Monday, August 15, 2011

Sicilia's Big Idea and Its Popularity

Pinche holandés Jan-Albert Hootsen has an interesting column on the problems inherent in Sicilia's movement:
One of Sicilia’s principal goals is to stop the militarization of the country. His movement feels that, by employing thousands of soldiers in 2006 to fight organized crime, the Calderón-administration has led the country into a fight it cannot win, where citizens have become trapped in the crossfire between violent organized crime groups and a law enforcement effort unable to contain the violence. Thousands of serious allegations of human rights violations by the military fuelled this discontent and caused both Sedena (National Defense Secretariat) and Semar (Navy) to lose its traditionally solid public support.

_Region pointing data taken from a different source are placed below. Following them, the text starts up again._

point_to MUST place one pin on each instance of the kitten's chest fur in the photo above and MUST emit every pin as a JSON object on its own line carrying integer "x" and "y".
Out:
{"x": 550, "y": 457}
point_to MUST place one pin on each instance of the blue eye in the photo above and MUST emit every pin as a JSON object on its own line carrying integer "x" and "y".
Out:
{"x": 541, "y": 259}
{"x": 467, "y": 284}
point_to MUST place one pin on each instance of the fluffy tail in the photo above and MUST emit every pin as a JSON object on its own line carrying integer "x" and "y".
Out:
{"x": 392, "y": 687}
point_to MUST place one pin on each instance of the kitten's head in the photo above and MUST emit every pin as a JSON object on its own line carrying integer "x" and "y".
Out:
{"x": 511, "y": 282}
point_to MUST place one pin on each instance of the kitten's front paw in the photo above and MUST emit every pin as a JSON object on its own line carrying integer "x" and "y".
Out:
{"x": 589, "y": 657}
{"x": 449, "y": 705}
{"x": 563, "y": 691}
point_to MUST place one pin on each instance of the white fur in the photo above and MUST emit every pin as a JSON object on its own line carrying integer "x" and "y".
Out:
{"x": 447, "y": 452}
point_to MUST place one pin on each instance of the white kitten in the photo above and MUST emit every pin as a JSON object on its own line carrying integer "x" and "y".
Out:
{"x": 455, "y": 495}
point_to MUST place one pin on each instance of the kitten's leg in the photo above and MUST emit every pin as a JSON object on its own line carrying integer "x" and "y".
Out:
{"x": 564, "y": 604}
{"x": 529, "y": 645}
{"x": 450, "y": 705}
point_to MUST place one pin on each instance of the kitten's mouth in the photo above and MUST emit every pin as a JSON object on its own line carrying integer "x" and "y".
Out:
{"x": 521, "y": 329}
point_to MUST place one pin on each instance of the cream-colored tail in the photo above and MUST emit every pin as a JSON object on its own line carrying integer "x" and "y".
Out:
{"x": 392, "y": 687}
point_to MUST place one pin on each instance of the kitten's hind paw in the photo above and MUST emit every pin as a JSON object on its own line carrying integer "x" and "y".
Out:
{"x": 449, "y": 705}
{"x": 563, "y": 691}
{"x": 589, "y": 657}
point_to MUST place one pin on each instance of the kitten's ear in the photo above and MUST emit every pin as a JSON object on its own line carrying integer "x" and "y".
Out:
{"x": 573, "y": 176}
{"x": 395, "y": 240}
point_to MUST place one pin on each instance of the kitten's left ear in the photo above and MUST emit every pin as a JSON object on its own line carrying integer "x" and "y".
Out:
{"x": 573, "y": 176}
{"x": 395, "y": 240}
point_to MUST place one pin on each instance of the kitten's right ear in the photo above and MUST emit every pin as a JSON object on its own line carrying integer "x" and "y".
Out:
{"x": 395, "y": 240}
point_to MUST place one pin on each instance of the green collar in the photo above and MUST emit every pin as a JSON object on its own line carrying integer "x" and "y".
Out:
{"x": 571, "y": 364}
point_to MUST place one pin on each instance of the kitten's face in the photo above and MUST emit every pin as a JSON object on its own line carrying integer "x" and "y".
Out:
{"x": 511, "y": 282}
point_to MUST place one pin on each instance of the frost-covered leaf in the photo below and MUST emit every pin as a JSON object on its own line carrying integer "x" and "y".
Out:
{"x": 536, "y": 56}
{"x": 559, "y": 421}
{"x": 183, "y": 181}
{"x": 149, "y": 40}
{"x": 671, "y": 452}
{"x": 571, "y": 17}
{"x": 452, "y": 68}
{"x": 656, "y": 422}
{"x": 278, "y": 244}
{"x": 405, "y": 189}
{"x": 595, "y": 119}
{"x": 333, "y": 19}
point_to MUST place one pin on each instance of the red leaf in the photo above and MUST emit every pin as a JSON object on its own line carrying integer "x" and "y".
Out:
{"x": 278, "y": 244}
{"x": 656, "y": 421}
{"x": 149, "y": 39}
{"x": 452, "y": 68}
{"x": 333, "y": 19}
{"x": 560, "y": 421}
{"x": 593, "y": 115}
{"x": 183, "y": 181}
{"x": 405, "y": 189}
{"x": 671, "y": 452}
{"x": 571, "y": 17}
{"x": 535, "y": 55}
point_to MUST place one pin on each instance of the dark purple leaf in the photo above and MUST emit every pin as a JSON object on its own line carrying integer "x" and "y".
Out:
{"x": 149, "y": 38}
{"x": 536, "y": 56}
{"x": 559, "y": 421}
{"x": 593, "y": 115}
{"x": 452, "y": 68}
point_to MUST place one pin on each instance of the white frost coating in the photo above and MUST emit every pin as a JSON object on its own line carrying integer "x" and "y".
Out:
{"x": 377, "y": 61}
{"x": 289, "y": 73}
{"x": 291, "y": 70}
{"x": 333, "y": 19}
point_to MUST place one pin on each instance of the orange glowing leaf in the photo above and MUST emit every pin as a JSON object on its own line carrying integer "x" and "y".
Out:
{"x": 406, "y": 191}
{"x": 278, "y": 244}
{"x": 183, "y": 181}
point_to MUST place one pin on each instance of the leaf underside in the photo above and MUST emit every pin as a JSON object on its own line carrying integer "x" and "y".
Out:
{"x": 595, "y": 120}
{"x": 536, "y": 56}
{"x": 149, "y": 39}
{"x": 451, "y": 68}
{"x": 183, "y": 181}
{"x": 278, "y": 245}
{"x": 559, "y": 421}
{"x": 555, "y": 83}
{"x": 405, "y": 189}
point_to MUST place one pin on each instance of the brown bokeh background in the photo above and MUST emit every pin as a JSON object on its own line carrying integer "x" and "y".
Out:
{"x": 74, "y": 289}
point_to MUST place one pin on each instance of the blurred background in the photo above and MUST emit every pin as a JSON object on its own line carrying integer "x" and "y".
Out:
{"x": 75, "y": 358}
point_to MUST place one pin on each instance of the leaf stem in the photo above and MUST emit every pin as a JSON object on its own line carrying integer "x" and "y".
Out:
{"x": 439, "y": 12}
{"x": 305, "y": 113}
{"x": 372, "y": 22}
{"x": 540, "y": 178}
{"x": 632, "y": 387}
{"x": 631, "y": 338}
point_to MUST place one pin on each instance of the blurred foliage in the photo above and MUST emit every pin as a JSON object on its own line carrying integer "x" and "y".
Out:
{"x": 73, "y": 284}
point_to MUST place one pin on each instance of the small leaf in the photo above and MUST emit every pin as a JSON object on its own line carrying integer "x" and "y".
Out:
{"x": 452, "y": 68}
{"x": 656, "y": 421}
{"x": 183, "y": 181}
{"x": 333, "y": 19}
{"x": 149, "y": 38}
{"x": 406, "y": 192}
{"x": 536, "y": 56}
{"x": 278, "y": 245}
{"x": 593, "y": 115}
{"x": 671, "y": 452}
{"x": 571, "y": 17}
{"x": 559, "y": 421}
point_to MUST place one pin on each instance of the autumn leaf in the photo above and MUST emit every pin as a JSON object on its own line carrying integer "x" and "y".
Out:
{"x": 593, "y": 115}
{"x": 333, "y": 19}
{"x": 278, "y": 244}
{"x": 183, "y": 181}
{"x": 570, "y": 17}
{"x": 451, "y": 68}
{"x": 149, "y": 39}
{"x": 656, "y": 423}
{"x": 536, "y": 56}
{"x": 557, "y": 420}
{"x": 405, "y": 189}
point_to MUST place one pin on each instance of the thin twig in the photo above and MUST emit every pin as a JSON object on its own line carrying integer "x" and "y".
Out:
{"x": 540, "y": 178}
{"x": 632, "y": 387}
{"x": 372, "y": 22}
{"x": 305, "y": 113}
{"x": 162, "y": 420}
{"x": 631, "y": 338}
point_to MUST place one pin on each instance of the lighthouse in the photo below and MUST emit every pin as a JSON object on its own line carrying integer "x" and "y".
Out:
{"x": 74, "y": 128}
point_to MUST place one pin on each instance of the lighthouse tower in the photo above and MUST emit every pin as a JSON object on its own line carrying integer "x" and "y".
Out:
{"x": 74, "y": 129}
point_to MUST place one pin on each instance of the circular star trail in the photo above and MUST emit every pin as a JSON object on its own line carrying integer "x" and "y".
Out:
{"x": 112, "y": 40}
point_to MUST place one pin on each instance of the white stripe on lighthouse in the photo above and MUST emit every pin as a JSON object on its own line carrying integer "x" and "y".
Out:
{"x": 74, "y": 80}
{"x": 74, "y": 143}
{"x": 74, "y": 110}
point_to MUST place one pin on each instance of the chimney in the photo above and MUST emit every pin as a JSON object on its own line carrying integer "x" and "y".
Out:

Javier Sicilia’s demands are valid and need to be taken seriously by the Mexican government. There is, however, one problem that his movement might encounter in the future. The Movement for Peace with Justice and Dignity has become an umbrella for a great many social movements, all with their own complaints and demands. Support for his cause comes from disenchanted farmers from Mexico State, women’s rights organizations from Chihuahua, environmental activists from Chiapas and traditional pressure groups such as the Zapatist Army of National Liberation (EZLN) and unions.

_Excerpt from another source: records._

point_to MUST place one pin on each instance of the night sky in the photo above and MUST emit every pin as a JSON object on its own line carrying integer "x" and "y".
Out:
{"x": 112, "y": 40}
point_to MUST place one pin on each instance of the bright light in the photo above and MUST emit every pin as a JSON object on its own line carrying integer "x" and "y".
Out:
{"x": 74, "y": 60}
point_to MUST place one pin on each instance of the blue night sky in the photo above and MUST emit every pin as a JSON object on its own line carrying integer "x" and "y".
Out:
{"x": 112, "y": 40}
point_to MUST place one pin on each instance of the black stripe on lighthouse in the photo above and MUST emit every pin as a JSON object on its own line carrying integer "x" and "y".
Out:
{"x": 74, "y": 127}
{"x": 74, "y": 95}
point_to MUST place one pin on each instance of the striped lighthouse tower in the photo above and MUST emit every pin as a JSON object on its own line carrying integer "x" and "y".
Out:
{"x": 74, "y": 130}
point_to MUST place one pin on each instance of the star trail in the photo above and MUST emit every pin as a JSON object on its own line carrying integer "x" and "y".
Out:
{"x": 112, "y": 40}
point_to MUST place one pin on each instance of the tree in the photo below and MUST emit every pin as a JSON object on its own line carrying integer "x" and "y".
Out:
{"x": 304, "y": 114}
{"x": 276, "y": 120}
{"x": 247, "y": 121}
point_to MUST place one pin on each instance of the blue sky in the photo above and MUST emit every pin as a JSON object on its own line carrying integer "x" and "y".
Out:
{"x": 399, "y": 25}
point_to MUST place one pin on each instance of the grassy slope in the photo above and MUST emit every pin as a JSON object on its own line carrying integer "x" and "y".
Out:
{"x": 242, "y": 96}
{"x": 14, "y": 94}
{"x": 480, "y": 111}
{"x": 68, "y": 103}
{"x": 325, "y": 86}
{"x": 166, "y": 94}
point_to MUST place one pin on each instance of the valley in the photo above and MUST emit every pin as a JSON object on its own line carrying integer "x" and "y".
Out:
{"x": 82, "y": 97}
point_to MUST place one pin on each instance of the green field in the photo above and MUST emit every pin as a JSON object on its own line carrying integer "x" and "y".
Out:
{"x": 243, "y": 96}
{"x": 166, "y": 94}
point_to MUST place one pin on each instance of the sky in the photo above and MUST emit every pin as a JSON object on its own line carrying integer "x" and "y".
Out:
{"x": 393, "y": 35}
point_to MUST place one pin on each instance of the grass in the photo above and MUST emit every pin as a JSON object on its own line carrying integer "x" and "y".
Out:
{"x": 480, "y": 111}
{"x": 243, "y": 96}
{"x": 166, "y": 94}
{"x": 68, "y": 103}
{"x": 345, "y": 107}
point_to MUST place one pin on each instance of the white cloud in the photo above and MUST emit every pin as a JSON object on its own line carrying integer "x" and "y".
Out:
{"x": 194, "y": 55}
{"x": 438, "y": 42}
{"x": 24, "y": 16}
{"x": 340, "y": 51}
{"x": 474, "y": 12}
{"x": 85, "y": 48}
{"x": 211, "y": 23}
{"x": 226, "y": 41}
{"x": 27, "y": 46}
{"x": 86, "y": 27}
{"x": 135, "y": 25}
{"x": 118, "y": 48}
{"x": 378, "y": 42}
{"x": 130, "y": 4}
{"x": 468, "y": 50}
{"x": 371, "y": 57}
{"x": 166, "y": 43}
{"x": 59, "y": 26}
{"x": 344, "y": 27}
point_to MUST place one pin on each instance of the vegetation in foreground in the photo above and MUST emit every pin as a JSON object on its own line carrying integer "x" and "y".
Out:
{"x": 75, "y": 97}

One of the groups supporting Sicilia is the now autonomous community of Cherán, in Michoacán state. Since April this year, the (mostly indigenous) inhabitants of Cherán have risen in resistance to the destruction of their environment by illegal logging, which is allegedly sponsored by regional organized crime. When I visited Cherán one week ago, locals implored the federal government to send troops. Perhaps their most serious complaint wasn’t the presence of soldiers, it was actually the absence of the military.
There are definitely a lot of problems with the ongoing use of the military, especially when coupled with a plainly insufficient drive to create a police force capable of replacing it on domestic security issues in the near future. Nonetheless, most people want the military out on the streets, as demonstrated by surveys from several different pollsters, as well as the typical reaction to spikes in violence from local leaders like those of Cherán. Given that, I think Sicilia and co. should focus more on educating the public as to why using the army and marines is a bad idea. His point of view is valid, as Hootsen says, but it's a minority opinion on a relatively simple question.


Richard said...

With due respect to Jan-Albert and yourself, you're forgetting the long history of consensus movements in this country. Single-issue political movements might or might not bring out the crowds (think of the protests from the AMLO people after the Calderón "election"), but broad based, but shallowly supported, movements nationwide — like those spearheaded by the Zapatistas — have succeeded, in large part because the support came not just from voters, but more importantly from intellectuals and Roman Catholic Bishops... the same formula you're seeing in this anti-military campaign.

As it is, without a long track record of multi-party elections, it's impossible to say what the political effect of this present campaign is, but it has the support of the key opinion makers and, like social movements in countries with a longer history of multi-party (or even two-party) politics, does offer opportunities to the opposition.

pc said...

The Zapatistas and Sicilia's movements are so different in so many ways that any meaningful comparison is pretty much impossible. Whatever the case, I'm not quite sure how your argument addresses the basic point I'm making: on the simple question of whether the military should be involved in domestic security, significant majorities stand in opposition to Sicilia's point of view, and he isn't doing much to alter that dynamic, but rather seems to be treating it as though a narrow minority is employing this horribly unpopular policy. Are you saying that his approach will make the 70-80 percent of the population that favors the military vanish?

Richard said...

Are you saying that his approach will make the 70-80 percent of the population that favors the military vanish?

-- it may very well whittle down that percentage, and — more importantly — convince those that make the rules to change their thinking, especially of the elites who affect policy. As it is, the present administration is putting massive effort into propaganda for the use of the military... were that to change (for any number of reasons), the polling numbers would likely change. And, the polls I've seen tend to present the issue as "army or police" (or "army or no army"), not as "drug war or social programs" or "military control or more judges" type of questions.

My contention is that by raising other justice issues, the administration is likely to see less support for its present policy. Comparing the number of those in various movements that share common goals right now against those that accept a policy presented without alternatives doesn't mean the alternatives won't gain popularity and/or acceptance, nor that they won't in be part of various political platforms.

pc said...

"My contention is that by raising other justice issues, the administration is likely to see less support for its present policy."

That may be the case, though I'm a bit skeptical. I guess we'll have to check back in a year or so and see what the polls say then. But I think regardless, he could be doing more to convince the large chunk of people that is on the other side of the fence on this issue.